[Day 3 - Fantasy!AU] Kagura-hime no Monogatari

683 40 1
                                    

Kagura-hime no Monogatari.

Gintama © Sorachi Hideaki.

.

Warning! Typo(s), Ooc, super maksa dan gak masuk akal. Kesalahan di sana-sini karena ini fanfic fantasy pertamaku. DLDR!

.

Dedicated for #pasirjingga and #OkiKagu Week.

Day 3 : Fantasy!AU.

.

Happy reading ...

.

Pria itu baru saja terlelap ketika hujan tiba-tiba mengguyur bumi dengan derasnya disertai angin juga petir dan kilat yang saling bersautan. Membuat jendela rumah kecil itu terbuka dengan paksa. Membangunkan sosok pria bersurai perak karena angin dan air yang merembes masuk menyembur ke dalam rumah.

Dengan dengusan kasar pria itu beranjak bangun. Mengacak-acak rambutnya yang sudah berantakan menjadi lebih berantakan sebelum akhirnya menutup jendela kamarnya. Ia memastikan jendela tersebut terkunci dengan benar. Namun ketika ia sudah memastikan dan akan kembali tidur, suara jendela yang tersentak angin kembali berbunyi. Namun kali ini berada di ruangan lain. Mau tak mau ia kembali menglangkahkan kakinya gontai ke tempat di mana jendela lain berada. Yaitu, ruang tamu yang merangkap ruang santai.

Jendela yang lebih besar dari jendela kamarnya itu berulang kali teratuk sehingga menimbulkan suara mengganggu telinga. Belum lagi dengan suara petir yang sedikit membuatnya merinding.

"Astaga, ada apa dengan malam ini?" gumamnya. Lalu pria itu menutup jendela berukuran 1 × 1 meter tersebut.

Dia menghela napas sejenak. Hari ini dia benar-benar lelah setelah seharian bekerja di kedai sebelah rumahnya. Kedainya kecil, tapi pelanggannya begitu banyak hingga mengharuskan melayani pelanggan di sana-sini. Belum lagi kedua rekan kerjanya tidak masuk dengan alasan sakit karena kehujanan.

Yah, akhir-akhir ini desa tempatnya tinggal memang sering diguyur hujan. Dan malam ini yang terparah.

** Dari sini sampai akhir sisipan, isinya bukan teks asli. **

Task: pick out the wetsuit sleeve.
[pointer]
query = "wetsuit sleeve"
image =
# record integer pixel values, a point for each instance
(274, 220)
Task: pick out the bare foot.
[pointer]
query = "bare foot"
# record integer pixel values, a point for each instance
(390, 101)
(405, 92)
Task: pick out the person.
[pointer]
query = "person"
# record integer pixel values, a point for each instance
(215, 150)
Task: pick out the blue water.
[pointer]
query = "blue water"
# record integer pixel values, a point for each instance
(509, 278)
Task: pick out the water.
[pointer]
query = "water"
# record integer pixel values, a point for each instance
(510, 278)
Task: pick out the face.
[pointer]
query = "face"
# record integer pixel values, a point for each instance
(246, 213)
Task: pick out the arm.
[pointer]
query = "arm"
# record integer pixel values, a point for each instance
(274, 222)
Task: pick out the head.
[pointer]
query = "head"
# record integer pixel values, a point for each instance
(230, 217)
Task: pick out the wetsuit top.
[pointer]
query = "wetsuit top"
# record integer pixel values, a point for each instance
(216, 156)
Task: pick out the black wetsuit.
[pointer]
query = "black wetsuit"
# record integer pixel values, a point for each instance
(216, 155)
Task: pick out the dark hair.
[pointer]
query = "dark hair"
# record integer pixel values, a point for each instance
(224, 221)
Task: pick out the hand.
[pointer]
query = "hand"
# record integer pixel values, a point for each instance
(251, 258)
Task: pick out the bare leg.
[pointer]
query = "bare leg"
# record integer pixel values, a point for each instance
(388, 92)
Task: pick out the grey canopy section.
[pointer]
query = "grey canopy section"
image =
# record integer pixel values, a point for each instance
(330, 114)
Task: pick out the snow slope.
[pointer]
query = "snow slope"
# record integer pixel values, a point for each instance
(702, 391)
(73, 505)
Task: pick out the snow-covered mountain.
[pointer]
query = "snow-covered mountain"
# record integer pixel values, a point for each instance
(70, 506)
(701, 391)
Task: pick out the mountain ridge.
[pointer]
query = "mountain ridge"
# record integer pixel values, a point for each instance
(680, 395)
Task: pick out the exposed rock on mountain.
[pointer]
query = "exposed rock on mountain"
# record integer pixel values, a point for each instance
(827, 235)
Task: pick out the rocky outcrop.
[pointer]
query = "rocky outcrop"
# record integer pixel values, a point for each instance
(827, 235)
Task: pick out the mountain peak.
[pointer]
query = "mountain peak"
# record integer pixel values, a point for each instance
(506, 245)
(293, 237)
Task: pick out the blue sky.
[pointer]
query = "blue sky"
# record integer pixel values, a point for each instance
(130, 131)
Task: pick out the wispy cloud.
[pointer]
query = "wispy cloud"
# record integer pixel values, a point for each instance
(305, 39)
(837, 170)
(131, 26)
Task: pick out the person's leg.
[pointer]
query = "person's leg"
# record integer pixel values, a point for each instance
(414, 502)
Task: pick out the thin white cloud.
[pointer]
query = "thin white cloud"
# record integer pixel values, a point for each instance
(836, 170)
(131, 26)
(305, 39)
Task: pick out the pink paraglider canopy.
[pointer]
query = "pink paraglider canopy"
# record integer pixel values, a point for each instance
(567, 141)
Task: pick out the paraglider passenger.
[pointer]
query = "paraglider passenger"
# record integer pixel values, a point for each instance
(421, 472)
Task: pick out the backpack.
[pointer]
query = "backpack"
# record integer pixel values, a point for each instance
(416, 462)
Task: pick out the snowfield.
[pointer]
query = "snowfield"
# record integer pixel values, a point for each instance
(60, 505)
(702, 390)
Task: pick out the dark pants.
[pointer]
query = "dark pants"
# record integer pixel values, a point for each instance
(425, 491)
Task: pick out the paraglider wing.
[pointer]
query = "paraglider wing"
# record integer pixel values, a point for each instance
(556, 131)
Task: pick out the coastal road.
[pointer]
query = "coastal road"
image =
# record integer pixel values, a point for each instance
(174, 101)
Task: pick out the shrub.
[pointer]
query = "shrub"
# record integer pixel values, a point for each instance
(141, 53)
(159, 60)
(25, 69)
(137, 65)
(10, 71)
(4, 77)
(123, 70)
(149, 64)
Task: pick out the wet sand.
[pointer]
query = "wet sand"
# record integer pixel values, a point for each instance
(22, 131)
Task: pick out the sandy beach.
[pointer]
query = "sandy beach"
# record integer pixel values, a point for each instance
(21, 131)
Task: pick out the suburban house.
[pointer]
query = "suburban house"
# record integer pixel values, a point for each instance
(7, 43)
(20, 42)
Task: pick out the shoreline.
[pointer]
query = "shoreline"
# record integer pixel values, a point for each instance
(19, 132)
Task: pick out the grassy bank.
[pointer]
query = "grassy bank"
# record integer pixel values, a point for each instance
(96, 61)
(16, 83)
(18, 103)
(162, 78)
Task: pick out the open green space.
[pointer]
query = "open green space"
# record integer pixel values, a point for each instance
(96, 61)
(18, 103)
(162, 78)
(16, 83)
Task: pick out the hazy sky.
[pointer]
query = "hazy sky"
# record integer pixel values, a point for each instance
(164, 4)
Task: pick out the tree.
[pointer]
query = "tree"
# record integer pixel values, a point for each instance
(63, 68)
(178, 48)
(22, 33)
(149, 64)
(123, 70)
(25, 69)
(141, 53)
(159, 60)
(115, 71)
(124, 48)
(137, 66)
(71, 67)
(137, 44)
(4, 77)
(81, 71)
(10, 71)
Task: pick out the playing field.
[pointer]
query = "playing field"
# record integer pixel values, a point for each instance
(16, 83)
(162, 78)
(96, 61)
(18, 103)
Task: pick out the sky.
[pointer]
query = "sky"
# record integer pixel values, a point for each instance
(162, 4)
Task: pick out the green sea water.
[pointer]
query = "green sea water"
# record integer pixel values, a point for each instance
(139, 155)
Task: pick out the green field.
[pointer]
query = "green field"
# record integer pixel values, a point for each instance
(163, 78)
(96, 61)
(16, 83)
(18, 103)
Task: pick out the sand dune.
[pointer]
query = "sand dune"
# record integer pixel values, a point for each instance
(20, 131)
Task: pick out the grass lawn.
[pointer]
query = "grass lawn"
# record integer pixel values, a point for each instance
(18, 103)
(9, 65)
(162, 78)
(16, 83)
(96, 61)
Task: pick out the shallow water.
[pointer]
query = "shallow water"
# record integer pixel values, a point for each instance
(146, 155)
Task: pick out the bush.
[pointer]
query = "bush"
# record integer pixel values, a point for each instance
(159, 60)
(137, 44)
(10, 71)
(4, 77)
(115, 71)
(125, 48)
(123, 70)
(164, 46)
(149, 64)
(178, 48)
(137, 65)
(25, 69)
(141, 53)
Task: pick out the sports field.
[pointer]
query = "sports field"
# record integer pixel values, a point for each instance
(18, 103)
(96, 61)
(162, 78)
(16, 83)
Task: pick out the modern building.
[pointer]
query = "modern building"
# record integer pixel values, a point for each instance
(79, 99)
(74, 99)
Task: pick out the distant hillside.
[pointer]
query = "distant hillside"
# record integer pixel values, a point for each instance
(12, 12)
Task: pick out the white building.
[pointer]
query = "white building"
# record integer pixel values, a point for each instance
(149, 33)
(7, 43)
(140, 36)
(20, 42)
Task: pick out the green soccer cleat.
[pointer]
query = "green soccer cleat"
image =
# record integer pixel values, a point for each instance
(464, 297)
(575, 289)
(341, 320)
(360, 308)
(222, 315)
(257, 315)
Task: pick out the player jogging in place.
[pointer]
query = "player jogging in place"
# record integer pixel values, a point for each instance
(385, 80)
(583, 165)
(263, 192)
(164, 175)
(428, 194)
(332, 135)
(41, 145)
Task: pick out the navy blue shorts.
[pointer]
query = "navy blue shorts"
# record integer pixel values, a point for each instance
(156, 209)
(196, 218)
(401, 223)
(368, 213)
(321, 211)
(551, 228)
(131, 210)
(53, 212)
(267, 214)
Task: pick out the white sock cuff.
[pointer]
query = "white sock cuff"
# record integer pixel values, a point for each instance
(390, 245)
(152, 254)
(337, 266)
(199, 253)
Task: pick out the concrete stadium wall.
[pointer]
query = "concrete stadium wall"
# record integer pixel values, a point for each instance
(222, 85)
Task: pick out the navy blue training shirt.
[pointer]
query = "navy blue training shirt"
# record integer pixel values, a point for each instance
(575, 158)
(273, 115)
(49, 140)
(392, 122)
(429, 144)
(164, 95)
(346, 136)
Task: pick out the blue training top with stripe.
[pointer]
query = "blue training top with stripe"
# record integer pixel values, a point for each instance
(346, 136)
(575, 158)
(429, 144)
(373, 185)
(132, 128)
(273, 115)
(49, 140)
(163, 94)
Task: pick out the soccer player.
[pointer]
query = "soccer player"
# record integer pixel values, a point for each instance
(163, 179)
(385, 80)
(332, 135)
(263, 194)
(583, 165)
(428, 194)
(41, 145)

Pria itu baru saja akan kembali masuk ke kamar ketika suara debuman keras terdengar. Bersamaan dengan sebuah cahaya bersinar terang yang berasal dari kamarnya. Mendadak perasaannya dihantui rasa takut. Jelas itu bukan cahaya lampu, karena seluruh listrik di rumahnya terpaksa dipadamkan karena di tidak memiliki uang untuk membayar listrik.

Dengan perasaan ragu, dia berjalan menuju sumber cahaya dan bunyi tadi. Ia berjinjit demi mengurangi suara deritan pada lantai kayunya yang usang. Pria itu bersembunyi di dinding samping pintu. Dia memutuskan untuk mengintip.

Perlahan cahaya itu meredup menampakkan sesuatu benda bercahaya di atas futonnya. Dan ketika menghilang, sebuah suara lain menyusup masuk ke telinga. Suara yang membuatnya otaknya berhenti berpikir sementara sebelum kemudian membuat matanya yang bermanik merah tersebut membulat.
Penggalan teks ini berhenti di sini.